Vidéosurveillance - La Cnil voudrait devenir l'unique autorité de contrôle indépendante dans tous les départements
"Beaucoup de collectivités locales ne respectent pas aujourd'hui leurs obligations en matière de demande d'autorisation pour le déploiement de systèmes de vidéosurveillance. Je le vois dans mon département, le Nord, les maires ne sont pas au courant", a regretté Alex Türk, président de la Commission nationale de l'informatique et des libertés (Cnil), conseiller général et sénateur du Nord, le 8 avril dernier, à Paris. "Il faut dire que le régime juridique actuel est flou, aléatoire et incompréhensible pour les citoyens et même pour les juristes", a-t-il poursuivi.
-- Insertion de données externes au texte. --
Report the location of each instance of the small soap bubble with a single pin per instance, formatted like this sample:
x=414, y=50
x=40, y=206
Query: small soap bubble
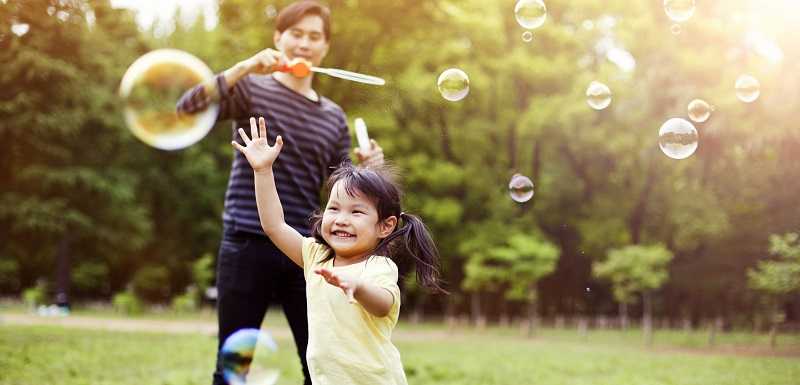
x=699, y=110
x=677, y=138
x=527, y=36
x=530, y=14
x=248, y=358
x=598, y=95
x=20, y=29
x=453, y=84
x=520, y=188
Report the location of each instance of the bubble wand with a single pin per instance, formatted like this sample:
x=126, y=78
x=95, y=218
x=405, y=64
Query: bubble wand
x=301, y=68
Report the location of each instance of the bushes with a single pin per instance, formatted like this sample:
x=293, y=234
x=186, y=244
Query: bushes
x=151, y=284
x=90, y=278
x=127, y=303
x=36, y=295
x=9, y=276
x=186, y=302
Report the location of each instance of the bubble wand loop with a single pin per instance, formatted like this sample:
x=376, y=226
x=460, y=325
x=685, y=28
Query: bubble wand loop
x=301, y=68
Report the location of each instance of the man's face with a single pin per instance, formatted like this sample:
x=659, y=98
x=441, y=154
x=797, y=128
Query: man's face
x=306, y=39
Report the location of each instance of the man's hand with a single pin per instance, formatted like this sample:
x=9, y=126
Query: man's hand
x=258, y=152
x=371, y=158
x=348, y=285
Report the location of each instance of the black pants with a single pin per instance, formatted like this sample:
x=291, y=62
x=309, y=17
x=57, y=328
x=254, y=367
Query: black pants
x=252, y=274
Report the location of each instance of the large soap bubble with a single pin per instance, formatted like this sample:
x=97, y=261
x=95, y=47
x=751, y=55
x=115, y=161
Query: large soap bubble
x=151, y=88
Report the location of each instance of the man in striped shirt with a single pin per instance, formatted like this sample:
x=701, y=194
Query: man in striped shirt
x=251, y=272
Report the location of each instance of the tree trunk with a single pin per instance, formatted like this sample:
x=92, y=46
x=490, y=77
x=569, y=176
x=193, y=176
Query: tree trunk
x=450, y=314
x=583, y=326
x=532, y=317
x=773, y=335
x=647, y=319
x=716, y=327
x=63, y=273
x=623, y=316
x=475, y=306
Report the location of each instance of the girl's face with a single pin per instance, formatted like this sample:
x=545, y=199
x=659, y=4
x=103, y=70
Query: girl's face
x=350, y=224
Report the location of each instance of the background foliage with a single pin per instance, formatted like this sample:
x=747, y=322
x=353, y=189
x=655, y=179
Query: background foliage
x=76, y=184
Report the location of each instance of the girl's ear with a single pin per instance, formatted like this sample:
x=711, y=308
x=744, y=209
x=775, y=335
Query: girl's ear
x=386, y=226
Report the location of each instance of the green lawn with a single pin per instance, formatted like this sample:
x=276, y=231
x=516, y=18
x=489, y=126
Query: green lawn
x=36, y=355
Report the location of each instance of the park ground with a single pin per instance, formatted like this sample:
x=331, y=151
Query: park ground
x=99, y=347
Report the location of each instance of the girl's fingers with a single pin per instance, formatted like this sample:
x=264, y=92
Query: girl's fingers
x=253, y=130
x=237, y=146
x=262, y=127
x=244, y=137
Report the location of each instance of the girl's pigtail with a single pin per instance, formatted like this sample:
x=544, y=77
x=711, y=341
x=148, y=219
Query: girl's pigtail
x=417, y=243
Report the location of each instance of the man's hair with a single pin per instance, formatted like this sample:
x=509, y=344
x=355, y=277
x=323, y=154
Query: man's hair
x=296, y=11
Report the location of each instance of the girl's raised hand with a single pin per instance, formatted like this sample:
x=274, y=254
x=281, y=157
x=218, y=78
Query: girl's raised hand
x=258, y=152
x=347, y=285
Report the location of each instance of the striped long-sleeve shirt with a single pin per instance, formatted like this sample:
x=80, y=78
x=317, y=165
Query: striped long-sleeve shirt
x=315, y=136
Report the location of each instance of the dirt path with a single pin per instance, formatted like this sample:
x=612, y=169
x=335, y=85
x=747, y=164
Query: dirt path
x=282, y=331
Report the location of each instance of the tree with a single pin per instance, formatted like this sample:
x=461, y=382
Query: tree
x=635, y=269
x=779, y=277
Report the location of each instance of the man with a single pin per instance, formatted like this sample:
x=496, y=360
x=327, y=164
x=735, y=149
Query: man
x=251, y=271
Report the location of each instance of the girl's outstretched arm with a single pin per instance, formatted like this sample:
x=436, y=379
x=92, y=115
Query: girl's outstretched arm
x=261, y=156
x=375, y=299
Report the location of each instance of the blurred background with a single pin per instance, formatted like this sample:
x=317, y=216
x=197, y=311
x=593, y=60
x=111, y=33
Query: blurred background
x=616, y=234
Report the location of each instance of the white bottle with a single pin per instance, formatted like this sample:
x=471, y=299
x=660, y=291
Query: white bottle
x=361, y=135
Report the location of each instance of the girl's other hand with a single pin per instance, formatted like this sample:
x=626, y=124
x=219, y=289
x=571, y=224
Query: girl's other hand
x=258, y=152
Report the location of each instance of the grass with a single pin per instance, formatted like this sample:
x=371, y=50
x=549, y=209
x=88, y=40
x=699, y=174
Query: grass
x=58, y=355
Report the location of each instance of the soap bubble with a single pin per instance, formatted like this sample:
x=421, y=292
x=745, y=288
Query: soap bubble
x=520, y=188
x=248, y=358
x=677, y=138
x=598, y=95
x=527, y=36
x=453, y=84
x=747, y=88
x=151, y=88
x=699, y=110
x=679, y=10
x=530, y=14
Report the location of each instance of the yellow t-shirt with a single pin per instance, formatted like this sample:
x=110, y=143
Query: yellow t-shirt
x=346, y=344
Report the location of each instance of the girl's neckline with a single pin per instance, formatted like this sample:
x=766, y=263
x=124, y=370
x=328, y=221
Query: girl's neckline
x=333, y=262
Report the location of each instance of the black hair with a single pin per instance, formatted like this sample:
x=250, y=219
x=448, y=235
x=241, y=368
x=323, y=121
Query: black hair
x=409, y=242
x=296, y=11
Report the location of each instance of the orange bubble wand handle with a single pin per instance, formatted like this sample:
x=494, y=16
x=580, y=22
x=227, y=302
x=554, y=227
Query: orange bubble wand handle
x=301, y=68
x=298, y=67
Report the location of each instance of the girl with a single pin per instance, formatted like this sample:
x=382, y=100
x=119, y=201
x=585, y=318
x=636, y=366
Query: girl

D'un côté, la loi du 21 janvier 1995 soumet les systèmes de vidéosurveillance visionnant les lieux ouverts au public à une autorisation préfectorale. De l'autre, la loi dite "informatique et libertés" du 6 janvier 1978, modifiée en 2004, réglemente les systèmes de vidéosurveillance installés dans un lieu non ouvert au public ou encore les systèmes implantés dans les lieux publics lorsqu'ils sont couplés à une technique biométrique (de reconnaissance faciale, par exemple). Résultat : trois autorités de contrôle coexistent actuellement : les commissions départementales auprès des préfets, la Commission nationale de la vidéosurveillance, au rôle uniquement consultatif, et la Cnil. "En outre, avec les évolutions technologiques, notamment le passage des images via internet, il y a un glissement sur ces sujets qui fait que la Cnil est le plus souvent compétente", a insisté le président. Ainsi, les collectivités locales qui filment sur la voie publique demandent une autorisation préfectorale, alors qu'elles devraient théoriquement solliciter aussi la Cnil si leur équipement est numérique et permet le stockage des données.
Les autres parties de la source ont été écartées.